Figures & data
Figure 1 CS exposure apparatus. The inlet of a modular incubator chamber was connected to a cigarette holder, and the outlet was connected to a vacuum line through a valve for adjustment of flow rates and an absorption unit. Culture dishes in the smoking chamber were exposed to whole CS generated by burning 2R4F cigarettes at a rate of 1 cigarette per 5 minutes. Cells in the control chamber were treated under identical conditions with an unlit cigarette.
Figure 2 Visualization and quantification of Rhodamine (Rho) labeled AAT in PAEC. (A) Cells were incubated with Rho-labeled AAT (5 μ mol, 18 hours), fixed and mounted in the mounting medium with DAPI. Confocal microscopy micrographs demonstrate nuclei stained with DAPI (blue) and Rho (red) fluorescence of accumulated AAT. Magnification – 1000×. (B) Graph represents percentage of fluorescent cells (Rho-AAT positive) detected by flow cytometry. The initial bar represents Rho-AAT-(5 μ M, 18 hours) treated cells. The second and third bars are cells treated with Rho-AAT together with increasing concentrations of unlabeled AAT (25 and 50 μ M, respectively). Significance of the difference between cells treated with Rho-AAT plus 10-fold excess of cold AAT (50 μ M) versus Rho-AAT-only treated cells is indicated (p value of < 0.05 was taken as significant, n = 3).
Figure 3 Apoptotic PAEC detected by confocal microscopy. Upper panel represents control cells, CS (18 cigarettes/6 hours) exposed cells, and AAT (20 μ M, 18 hours) pretreated/CS exposed cells stained with Annexin-FITC. The bottom panel represents control cells, CS-exposed cells and CS-exposed cells pretreated with AAT stained with an in situ marker for apoptosis, CaspACE FITC-VAD-FMK. Photomicrographs are representatives of at least 3 experiments. Magnification—400×.
Figure 4 Annexin V-FITC positive/Propidium Iodine negative, i.e., apoptotic, cells detected by flow cytometry. Control cells are represented (first bar) and compared to CS-exposed (second bar) cells, AAT pretreated (20 μ M, 18 hours) and CS-exposed cells (third bar), and, cells treated with AAT but not exposed to CS (fourth bar). The flow cytometry insets above each column show cell distribution according to Annexin V and Propidium Iodine staining, where the lower right quadrant represents Propidium Iodine negative/Annexin V-positive, i.e., apoptotic cells. Significance of differences between the control (first bar) and CS-exposed cells (second bar) and between the CS-exposed (second bar) vs. AAT-treated/CS exposed cells (third bar) are indicated (n = 9).
Figure 5 Co-localization of caveolin and AAT. (A) Western Blot of 12 membrane fractions derived from endothelial cells incubated with AAT (5 μ M, 18 hours) and probed with anti-Caveolin (upper panel) and anti-AAT (lower panel) antibodies is presented. Both AAT and caveolin are abundant in Lane 5 (5th fraction). AAT is also detected in fractions 9–12 where G-protein-coupled receptor (GPCR) binding components usually appear. Shown is a representative blot from 3 experiments. (B) Confocal microscopy images of AAT treated (5 μ M, 18 hours) PAEC were taken at 1000× magnification. Binding of primary antibodies to AAT and caveolin was visualized using Rhodamine- and FITC-conjugated secondary antibodies for AAT and caveolin, respectively. Yellow areas within the cells indicate co-localization of AAT and caveolin. Three identical experiments were performed.

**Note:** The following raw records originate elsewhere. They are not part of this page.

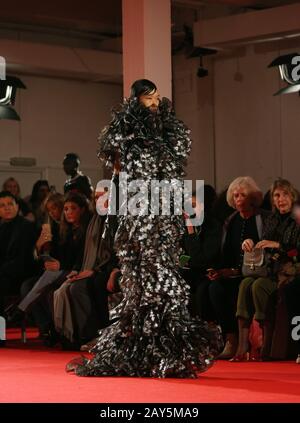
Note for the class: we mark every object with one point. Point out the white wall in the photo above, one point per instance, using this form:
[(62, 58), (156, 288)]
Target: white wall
[(239, 127), (57, 116)]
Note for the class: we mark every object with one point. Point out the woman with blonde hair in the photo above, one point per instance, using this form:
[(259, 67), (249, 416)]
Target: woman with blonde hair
[(280, 234), (247, 221)]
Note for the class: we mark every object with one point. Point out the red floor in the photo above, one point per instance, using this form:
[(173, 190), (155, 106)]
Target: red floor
[(31, 373)]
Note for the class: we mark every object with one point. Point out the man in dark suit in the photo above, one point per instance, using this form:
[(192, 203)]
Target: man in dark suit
[(17, 240)]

Figure 6 Internalized AAT modulates HSP-70 and AIF. (A) Western Blots of cytoplasmic HSP-70 (top panel), β-actin (second panel), precipitated HSP-70/AAT complexes (third panel) and nuclear AIF (fourth or bottom panel) are shown. Control, AAT-treated (20 μ M, 18 hours), CS-exposed (18 cigarettes/6 hours), and AAT-treated/CS-exposed cells are represented. Protein loading is comparable in all four lines as assessed by uniform β -actin staining (panel below). Co-immunoprecipitation with a specific HSP-70 antibody followed by Western Blot analysis was performed to determine the association of AAT and HSP-70 (the third panel from the top). Finally, AIF detected in the nuclear extracts of PAEC is presented in the bottom panel. Nuclear fractions were loaded by protein concentration (30 ng/well). Representative blots of at least 3 experiments are shown. (B) Confocal microscopic images of AAT-treated (5 μ M, 18 hours) PAEC (1000× magnification) are presented. Binding of primary antibodies to AAT and HSP-70 was visualized using Rhodamine- and FITC-conjugated secondary antibodies for AAT and HSP-70, respectively. Yellow areas within the cells indicate co-localization of proteins. Three identical experiments were performed.